Debía estirarse mucho para alcanzarlos. No aparecían de inmediato. Se volvían
más insistentes al desfallecer, más sueltos al sumirse en el sueño. Cuando
despertaban, se habían sumergido en una luz peligrosa que él jamás reconocía.
Tuvo que decirse que no se había conocido a sí mismo hasta la vejez, y –muy
tarde– experimentó la sed del
asombro. ¿Qué asombro había sido aquel, tan familiar, de antaño?
Entonces se convirtió en un
personaje ebrio de terror y finalmente se puso a prueba hasta que saltaron
chispas.
***
El suplicio de las moscas, Parte VII. [Ed. GG: pp. 662-663]
La cuestión de la fe, que
siempre me ha preocupado, que he querido resolver y en cuyo centro me veo de
pronto instalado, Lo cierto es que mi vida depende ahora de que le crea a un
hombre determinado. Pero resulta que precisamente a ese hombre, que es escritor
por naturaleza, nada le resulta tan difícil como la «verdad». Estoy, como quien
dice, confrontado conmigo mismo tal como yo era antes, y tengo que arrancarle
la verdad absoluta a un hombre que es una especie de vicario mío.

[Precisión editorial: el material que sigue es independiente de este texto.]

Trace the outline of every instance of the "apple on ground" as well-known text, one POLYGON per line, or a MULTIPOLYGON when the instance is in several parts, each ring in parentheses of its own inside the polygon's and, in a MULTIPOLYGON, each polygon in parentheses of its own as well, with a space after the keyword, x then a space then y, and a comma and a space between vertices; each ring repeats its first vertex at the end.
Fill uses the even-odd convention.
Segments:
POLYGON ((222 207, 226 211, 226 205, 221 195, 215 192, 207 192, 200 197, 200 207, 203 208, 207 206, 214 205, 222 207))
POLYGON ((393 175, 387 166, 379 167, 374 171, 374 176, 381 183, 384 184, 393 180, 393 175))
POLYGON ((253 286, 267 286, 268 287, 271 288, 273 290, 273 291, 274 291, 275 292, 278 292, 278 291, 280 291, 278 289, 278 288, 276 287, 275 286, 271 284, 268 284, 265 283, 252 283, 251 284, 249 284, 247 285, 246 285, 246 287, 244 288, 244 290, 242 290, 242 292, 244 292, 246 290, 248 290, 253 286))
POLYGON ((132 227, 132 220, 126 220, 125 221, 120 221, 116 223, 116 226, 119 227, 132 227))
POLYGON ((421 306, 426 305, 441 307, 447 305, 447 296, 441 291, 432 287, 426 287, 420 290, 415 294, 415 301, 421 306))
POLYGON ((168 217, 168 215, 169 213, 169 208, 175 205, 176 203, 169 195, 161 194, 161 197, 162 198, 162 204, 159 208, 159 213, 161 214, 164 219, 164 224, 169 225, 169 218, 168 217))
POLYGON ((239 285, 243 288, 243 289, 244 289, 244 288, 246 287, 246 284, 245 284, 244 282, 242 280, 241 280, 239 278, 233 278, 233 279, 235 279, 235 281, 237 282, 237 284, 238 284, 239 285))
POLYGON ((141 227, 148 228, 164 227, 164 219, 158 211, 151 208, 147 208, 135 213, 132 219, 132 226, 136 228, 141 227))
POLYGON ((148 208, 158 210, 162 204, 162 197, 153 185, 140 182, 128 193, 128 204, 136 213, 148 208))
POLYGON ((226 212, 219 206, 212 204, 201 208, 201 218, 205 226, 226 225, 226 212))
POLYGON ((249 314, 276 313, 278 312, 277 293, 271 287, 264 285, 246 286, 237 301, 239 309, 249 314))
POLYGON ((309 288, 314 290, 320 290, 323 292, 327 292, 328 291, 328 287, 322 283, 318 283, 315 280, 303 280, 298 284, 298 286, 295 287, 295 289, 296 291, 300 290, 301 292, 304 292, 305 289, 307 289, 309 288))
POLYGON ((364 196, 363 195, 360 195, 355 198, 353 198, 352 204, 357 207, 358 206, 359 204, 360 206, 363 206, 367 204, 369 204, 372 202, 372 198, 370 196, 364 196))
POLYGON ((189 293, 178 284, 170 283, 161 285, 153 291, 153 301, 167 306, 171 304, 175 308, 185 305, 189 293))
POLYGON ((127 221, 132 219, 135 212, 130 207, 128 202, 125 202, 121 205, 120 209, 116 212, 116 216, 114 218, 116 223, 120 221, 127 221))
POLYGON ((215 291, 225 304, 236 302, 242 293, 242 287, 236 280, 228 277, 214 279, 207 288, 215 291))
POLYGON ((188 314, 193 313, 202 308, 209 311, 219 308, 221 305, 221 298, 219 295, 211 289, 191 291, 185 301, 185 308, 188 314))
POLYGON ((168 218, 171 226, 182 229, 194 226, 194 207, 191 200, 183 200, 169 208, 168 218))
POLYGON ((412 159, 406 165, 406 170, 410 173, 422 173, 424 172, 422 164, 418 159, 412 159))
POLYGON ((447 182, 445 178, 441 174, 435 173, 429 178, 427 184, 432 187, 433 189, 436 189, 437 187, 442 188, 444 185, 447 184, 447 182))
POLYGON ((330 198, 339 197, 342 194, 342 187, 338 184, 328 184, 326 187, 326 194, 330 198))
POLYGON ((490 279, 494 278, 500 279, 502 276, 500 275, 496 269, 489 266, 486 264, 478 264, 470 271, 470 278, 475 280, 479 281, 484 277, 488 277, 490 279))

Pero él es
incapaz de algo así. Necesito fe allí donde sé que no puedo encontrarla, y la
antigua obsesión que me ha torturado durante decenios ha sido relevada por una
nueva, no menos desesperanzada: la de la fe. Pero de esta manera puedo
aproximarme más a la naturaleza de la fe: tengo que observar y anotar cada fase
de esta lucha por ella. Pues el tomar conciencia de su desesperanza no le quita
nada de su seriedad.
***
Hampstead. (1964). [Ed. GG: pág. 270]
A través de las novelas que
por fin me he permitido leer, doy vida a los miles de personajes y situaciones
que, inquietos, dormitan dentro de mí. Todo libro que esté a la altura de sus
pretensiones removerá una zona distinta de la vida. Tengo que hacer esto, me
digo hoy día, tengo que describir aquello, me diré mañana. ¡Hacia dónde tender
la mano, si es tanto lo que despierta! Y aunque con menos fuerza, sigo
sospechando que no es justo poner la mirada solamente en aquello que ha sido mi
vida. ¿Lo realmente importante no es acaso quién recuerda? ¿Merece existir el
recuerdo puro y simple como si, de todas formas, representara también el de los
demás?
Y uno añora así los tiempos
en que nada era aún experiencia y todo era intuición. Sólo los escritores que
murieron muy jóvenes, como Büchner o Trakl, conservaron la pureza de su
intuición. A todos los demás se les fue transformando poco a poco en
experiencia. En este único aspecto puede decirse que también Kafka siguió
siendo siempre el mismo; desde un principio tuvo una unidad, la de su edad, y
se libró de rejuvenecer más tarde.
Pero esto, precisamente
esto, es lo que me ha ocurrido.
Tuve la sabiduría de la
vejez en las intuiciones de mi juventud. Y ahora, a los sesenta, recupero la locura
de la juventud.
Quizá sea esta tensión
peculiar la que debería yo crear, pero aún me resulta siniestra y no confío en
ella. Tampoco he descubierto aún los medios formales que legitimarían su
creación.
Quizá añoro demasiado la
unidad que alguna vez tuve, en lugar de fragmentarme, también en mi obra, en
los trozos de los que ahora me compongo.
En cuanto me concentro en
uno de esos fragmentos -apenas si he empezado a hacerlo-, los otros acuden
presurosos: «Aquí estamos también todos nosotros, piensa que serías un falsario
si nos dejaras de lado», y yo me arredro y quedo otra vez a la espera por si se
abriera un camino que permitiese captarlos simultáneamente a todos.
***
Hampstead. (1966). [Ed. GG: pp. 774-775]
Es posible que los
escritores que aman la muerte jamás logren pinchar con la dureza que el odio a
la muerte inspira. Como no tienen nada que objetar contra ella, su espíritu se
debilita. La muerte no los molesta, por eso nada los obliga a imitarla.
Pero hay escritores que
aceptan la muerte en apariencia, por
pura astucia frente a ella, como Schopenhauer. En su fuero interno le guardan
una profunda aversión, y esto se trasluce en su manera de escribir.